Three-time Formula One world champion Niki Lauda has undergone a lung transplant following an infection picked up on vacation, Vienna’s general hospital announced Thursday. “The transplant was successfully carried out,” said a brief statement from the hospital.

Lauda, 69, had cut short his vacation in Ibiza last week and returned to Vienna after developing a lung infection, the Osterreich newspaper reported.
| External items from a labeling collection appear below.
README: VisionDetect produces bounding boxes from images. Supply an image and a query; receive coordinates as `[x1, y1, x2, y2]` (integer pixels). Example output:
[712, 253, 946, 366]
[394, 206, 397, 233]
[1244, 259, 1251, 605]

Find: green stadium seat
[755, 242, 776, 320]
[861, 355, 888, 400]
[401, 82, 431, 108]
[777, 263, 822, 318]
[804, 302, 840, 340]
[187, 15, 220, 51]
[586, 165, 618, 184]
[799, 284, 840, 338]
Crowned world champion for the first time in 1975, Lauda cheated death the following year in a horror crash at the German Grand Prix at the Nurburgring which left him with severe burns.

Despite that, he would still capture further world titles in 1977 and 1984. The poisonous gases inhaled during his 1976 accident – where rescuers took almost a minute to pull him from his burning car – have caused a steady decline in the strength of his lungs.
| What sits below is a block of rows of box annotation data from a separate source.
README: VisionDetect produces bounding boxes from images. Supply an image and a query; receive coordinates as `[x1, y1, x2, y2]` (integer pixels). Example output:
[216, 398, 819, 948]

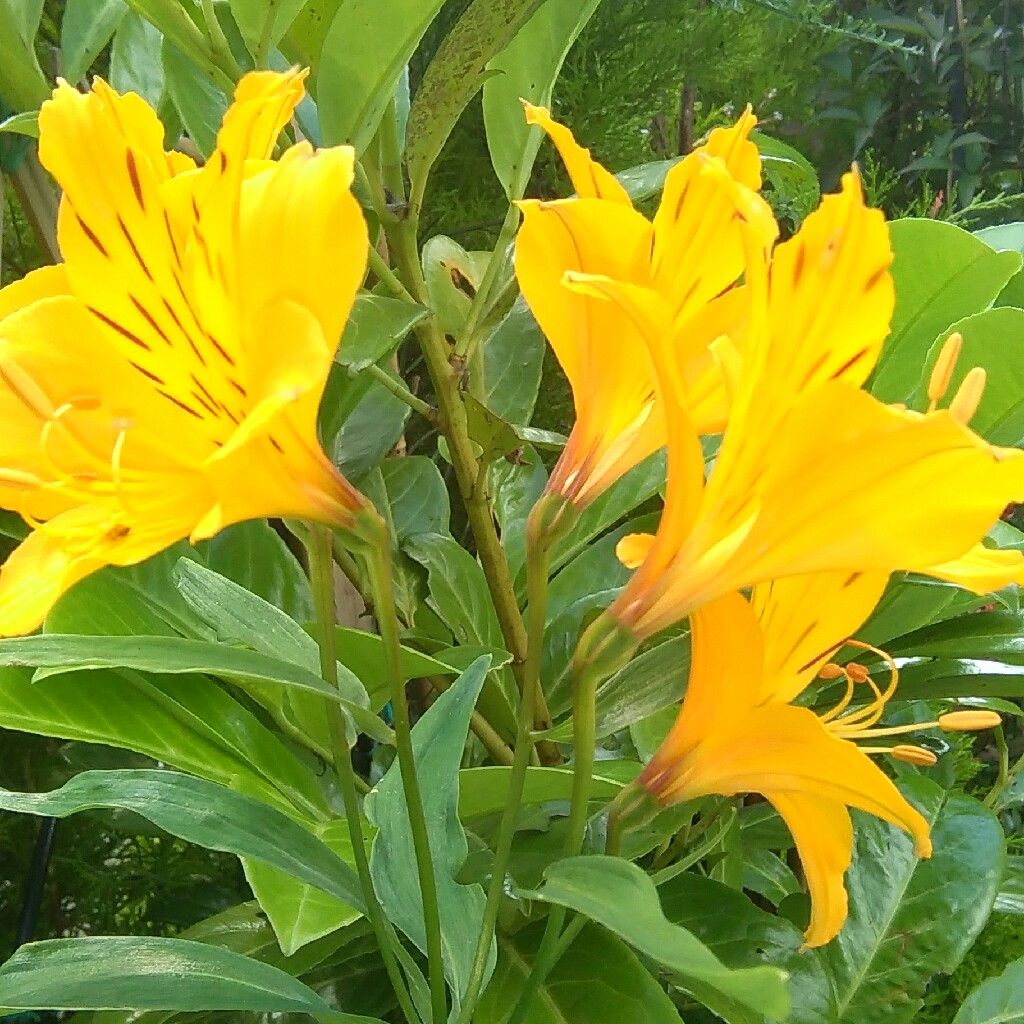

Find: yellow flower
[573, 174, 1024, 638]
[515, 104, 777, 507]
[638, 572, 983, 946]
[0, 72, 367, 635]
Usually a regular presence in the Grand Prix paddocks around the world with Mercedes, Lauda had missed the Hockenheim race on July 22 and the Hungary event last Sunday because of his illness. Lauda, who also required kidney transplants in 1997 and 2005, is the father of four children from two marriages – Lukas (39), Mathias (37) and eight-year-old twins Max and Mia.

Lauda is still heavily involved in Formula One as non-executive president of world champions Mercedes and also once founded his own airline.